Avant d'être l'homme qui préside aux destinées du premier producteur  de caviar français, Laurent Dulau a été un passionné de vin — passionné depuis l'enfance, hanté, comme il le dit lui-même, par le rêve de devenir un jour producteur. Ce rêve, il a mis du temps à lui donner forme. La vie en a décidé autrement, au moins dans un premier temps.

Il mène de front deux thèses : une en biologie moléculaire, l'autre en œnologie, sous la direction du prestigieux Denis Dubourdieu, figure tutélaire de la viticulture bordelaise et l'un des grands noms de l'œnologie mondiale. De cette formation double naît une sensibilité rare : comprendre le vin à la fois par le vivant et par la chimie.

Il intègre ensuite une société spécialisée dans la biotechnologie viticole — levures, bactéries, enzymes — et en devient directeur de recherche. Le métier le conduit aux quatre coins du monde en tant que flying winemaker, conseiller des propriétés les plus diverses. Une carrière brillante, internationale, mais qui ne comble pas entièrement ce désir originel : faire son propre vin, sur sa propre terre.

Un projet père-fils, une vigne replantée, une histoire qui commence

Tout bascule au tournant des années 2000. Laurent et son père prennent conscience qu'ils passent leur vie à côté l'un de l'autre, sans jamais véritablement partager quelque chose.
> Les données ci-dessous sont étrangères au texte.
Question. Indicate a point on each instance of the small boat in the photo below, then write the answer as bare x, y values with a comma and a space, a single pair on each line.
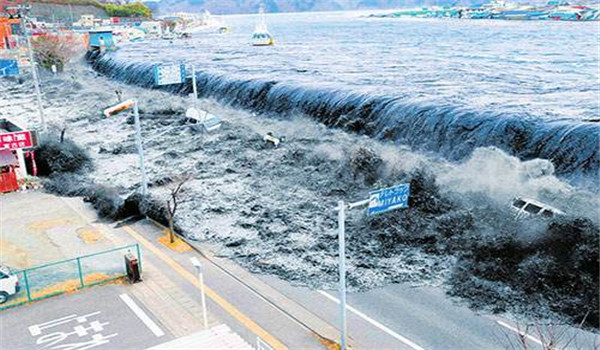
261, 35
526, 207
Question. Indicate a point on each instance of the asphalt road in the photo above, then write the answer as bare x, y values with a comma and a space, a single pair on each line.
98, 317
399, 316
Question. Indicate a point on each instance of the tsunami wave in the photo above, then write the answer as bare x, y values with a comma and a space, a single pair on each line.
453, 132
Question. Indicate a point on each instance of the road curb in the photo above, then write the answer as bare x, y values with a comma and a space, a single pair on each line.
321, 328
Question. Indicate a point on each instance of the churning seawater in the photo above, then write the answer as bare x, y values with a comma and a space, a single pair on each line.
442, 85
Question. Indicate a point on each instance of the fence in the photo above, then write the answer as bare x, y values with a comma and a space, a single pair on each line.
64, 276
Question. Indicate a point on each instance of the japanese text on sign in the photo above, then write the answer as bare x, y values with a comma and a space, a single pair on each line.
16, 140
389, 199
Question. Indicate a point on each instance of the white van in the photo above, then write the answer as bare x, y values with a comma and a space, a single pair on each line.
9, 283
526, 207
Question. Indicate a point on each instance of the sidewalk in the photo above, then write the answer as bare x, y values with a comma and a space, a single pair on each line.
39, 228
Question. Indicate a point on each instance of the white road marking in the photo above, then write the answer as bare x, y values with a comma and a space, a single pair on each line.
374, 323
521, 333
142, 315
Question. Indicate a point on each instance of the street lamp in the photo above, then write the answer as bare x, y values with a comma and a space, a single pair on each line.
198, 267
129, 104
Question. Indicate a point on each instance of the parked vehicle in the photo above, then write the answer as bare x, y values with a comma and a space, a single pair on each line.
9, 284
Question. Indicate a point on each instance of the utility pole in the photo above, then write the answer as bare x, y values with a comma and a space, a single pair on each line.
342, 270
34, 72
195, 88
132, 104
138, 139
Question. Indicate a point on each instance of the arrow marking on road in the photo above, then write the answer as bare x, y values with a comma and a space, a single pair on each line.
373, 322
224, 304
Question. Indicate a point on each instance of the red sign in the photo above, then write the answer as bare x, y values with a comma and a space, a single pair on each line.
16, 140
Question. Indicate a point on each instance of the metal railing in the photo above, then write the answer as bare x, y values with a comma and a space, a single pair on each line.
69, 275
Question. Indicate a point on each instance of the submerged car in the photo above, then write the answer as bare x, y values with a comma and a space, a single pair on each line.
526, 207
9, 283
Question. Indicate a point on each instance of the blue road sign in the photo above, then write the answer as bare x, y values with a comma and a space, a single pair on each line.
387, 199
169, 74
9, 67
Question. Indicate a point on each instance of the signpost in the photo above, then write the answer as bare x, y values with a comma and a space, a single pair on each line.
169, 74
379, 201
17, 140
9, 67
388, 199
132, 104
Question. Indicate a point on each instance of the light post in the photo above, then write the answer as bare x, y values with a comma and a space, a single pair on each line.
198, 267
132, 104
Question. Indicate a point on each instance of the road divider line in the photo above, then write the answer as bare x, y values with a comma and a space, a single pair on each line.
519, 332
142, 315
224, 304
373, 322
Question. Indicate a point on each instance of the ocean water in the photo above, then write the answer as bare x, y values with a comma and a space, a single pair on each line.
442, 85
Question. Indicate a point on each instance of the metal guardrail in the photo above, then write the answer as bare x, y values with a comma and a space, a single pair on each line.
69, 275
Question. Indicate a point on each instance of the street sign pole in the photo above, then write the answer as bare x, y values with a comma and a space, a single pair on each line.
342, 270
36, 81
194, 86
138, 139
379, 201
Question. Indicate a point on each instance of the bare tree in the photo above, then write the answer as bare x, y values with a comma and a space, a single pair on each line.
548, 337
174, 200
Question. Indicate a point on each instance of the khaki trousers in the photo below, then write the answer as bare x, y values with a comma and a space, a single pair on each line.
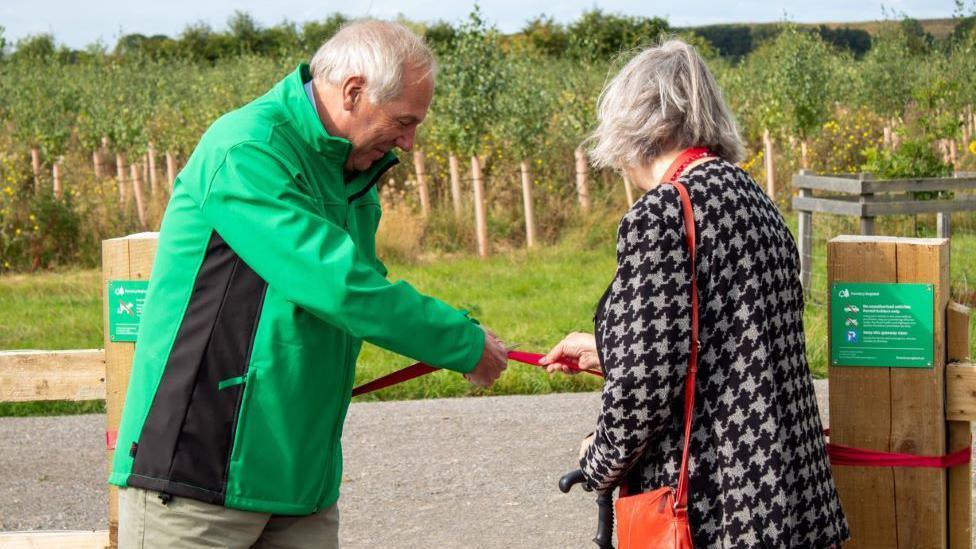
146, 523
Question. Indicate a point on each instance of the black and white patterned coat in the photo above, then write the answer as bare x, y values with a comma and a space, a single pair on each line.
759, 473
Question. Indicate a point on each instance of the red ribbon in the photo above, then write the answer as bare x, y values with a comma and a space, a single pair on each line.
860, 457
839, 454
420, 369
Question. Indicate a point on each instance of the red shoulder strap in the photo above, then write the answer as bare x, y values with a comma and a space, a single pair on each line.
688, 214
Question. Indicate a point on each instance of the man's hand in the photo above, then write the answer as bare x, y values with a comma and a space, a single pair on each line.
493, 362
576, 347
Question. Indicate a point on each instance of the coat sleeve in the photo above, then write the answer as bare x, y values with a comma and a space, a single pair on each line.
255, 202
644, 337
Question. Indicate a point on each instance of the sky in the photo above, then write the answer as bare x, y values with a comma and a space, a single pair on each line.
78, 23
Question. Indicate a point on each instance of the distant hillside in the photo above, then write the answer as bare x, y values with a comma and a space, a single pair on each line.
736, 40
938, 28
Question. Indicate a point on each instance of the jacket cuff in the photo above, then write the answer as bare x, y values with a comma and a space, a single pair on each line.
474, 338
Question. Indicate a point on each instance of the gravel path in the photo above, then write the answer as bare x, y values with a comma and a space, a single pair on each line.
474, 472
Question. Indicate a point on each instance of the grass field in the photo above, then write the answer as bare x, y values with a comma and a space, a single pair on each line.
528, 298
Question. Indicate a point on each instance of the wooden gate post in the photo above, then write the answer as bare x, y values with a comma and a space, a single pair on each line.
960, 435
126, 258
892, 409
480, 211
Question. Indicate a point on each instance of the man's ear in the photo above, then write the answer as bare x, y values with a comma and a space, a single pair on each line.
353, 89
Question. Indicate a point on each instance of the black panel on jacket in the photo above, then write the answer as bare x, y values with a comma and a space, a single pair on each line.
185, 444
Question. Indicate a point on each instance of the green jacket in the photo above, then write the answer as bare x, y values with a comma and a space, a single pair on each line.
264, 286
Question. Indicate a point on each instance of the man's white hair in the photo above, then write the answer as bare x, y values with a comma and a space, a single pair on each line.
665, 98
377, 51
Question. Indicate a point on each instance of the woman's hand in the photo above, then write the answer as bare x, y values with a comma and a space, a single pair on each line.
576, 348
585, 445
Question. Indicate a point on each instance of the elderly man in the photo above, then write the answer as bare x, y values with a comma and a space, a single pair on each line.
265, 284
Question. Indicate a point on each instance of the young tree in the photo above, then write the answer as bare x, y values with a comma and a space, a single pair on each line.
525, 112
472, 80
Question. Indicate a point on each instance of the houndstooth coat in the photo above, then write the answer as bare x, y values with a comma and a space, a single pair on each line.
759, 473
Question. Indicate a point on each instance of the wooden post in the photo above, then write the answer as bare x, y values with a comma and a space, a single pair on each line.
126, 258
770, 171
153, 181
527, 204
480, 217
960, 436
137, 193
582, 178
56, 176
805, 244
866, 222
421, 169
629, 189
36, 168
97, 162
966, 129
892, 409
120, 175
943, 224
170, 169
455, 184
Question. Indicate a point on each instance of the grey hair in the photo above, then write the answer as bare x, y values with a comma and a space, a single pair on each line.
377, 51
665, 98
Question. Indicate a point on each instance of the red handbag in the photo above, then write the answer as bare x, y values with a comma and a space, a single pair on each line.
659, 519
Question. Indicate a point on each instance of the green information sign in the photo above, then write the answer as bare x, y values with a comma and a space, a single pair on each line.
889, 325
125, 301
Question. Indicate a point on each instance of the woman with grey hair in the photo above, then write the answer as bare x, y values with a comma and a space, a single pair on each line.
758, 473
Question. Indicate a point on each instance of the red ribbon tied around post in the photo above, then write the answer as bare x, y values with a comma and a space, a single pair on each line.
838, 454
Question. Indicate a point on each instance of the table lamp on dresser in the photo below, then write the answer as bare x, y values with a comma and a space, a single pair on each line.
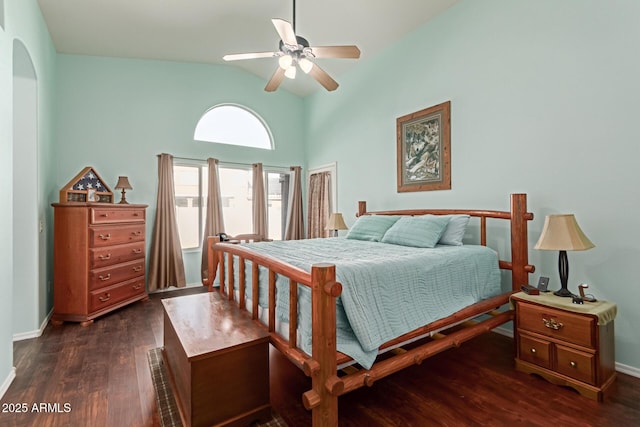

Leur complémentarité, pourtant, est évidente : le père est un homme de la terre, vigneron dans l'âme, rompu aux secrets de la viticulture. Le fils, lui, est le chimiste — celui qui sait ce qui se passe dans la cuve, dans la barrique, dans le verre.

En 2000, ils replantent ensemble le vignoble familial, sur la propriété où le père de Laurent est né. Une parcelle d'argilo-calcaire en terrasse, exposée plein sud-sud-est face aux Pyrénées occitanes, à Salies-de-Béarn. Un demi-hectare de tannat, un demi-hectare de cabernet sauvignon. “C'est modeste. C'est familial. C'est sincère”.

Vingt-six ans plus tard, le père est parti. Mais Le Vin de mon Père est toujours là — témoin d'une transmission, gardien d'un partage de valeurs entre un fils et un père qui ont travaillé la terre ensemble et créé quelque chose de durable.

Salies-de-Béarn : un terroir confidentiel, un potentiel réel

Le Béarn n'est pas la première région qui vient à l'esprit lorsqu'on pense aux grands vignobles français. C'est précisément ce qui rend la démarche de Laurent Dulau intéressante. L'AOC Béarn existe, mais elle impose dans son cahier des charges un assemblage entre cabernet sauvignon et tannat. Or Laurent a choisi de ne travailler qu'avec le cabernet sauvignon — 100 % pur — pour produire son  Cab-Sauv.

Ce choix le contraint à renoncer à l'appellation et à commercialiser son vin sous la mention Vin de France. Une décision assumée. L'AOC Béarn, dit-il sans détour, n'est pas encore suffisamment reconnue pour représenter un réel levier commercial. Être Vin de France dans le Bordelais, où les appellations sont des sésames, serait une vraie prise de risque. À Salies-de-Béarn, c'est simplement le choix de la liberté et de la cohérence.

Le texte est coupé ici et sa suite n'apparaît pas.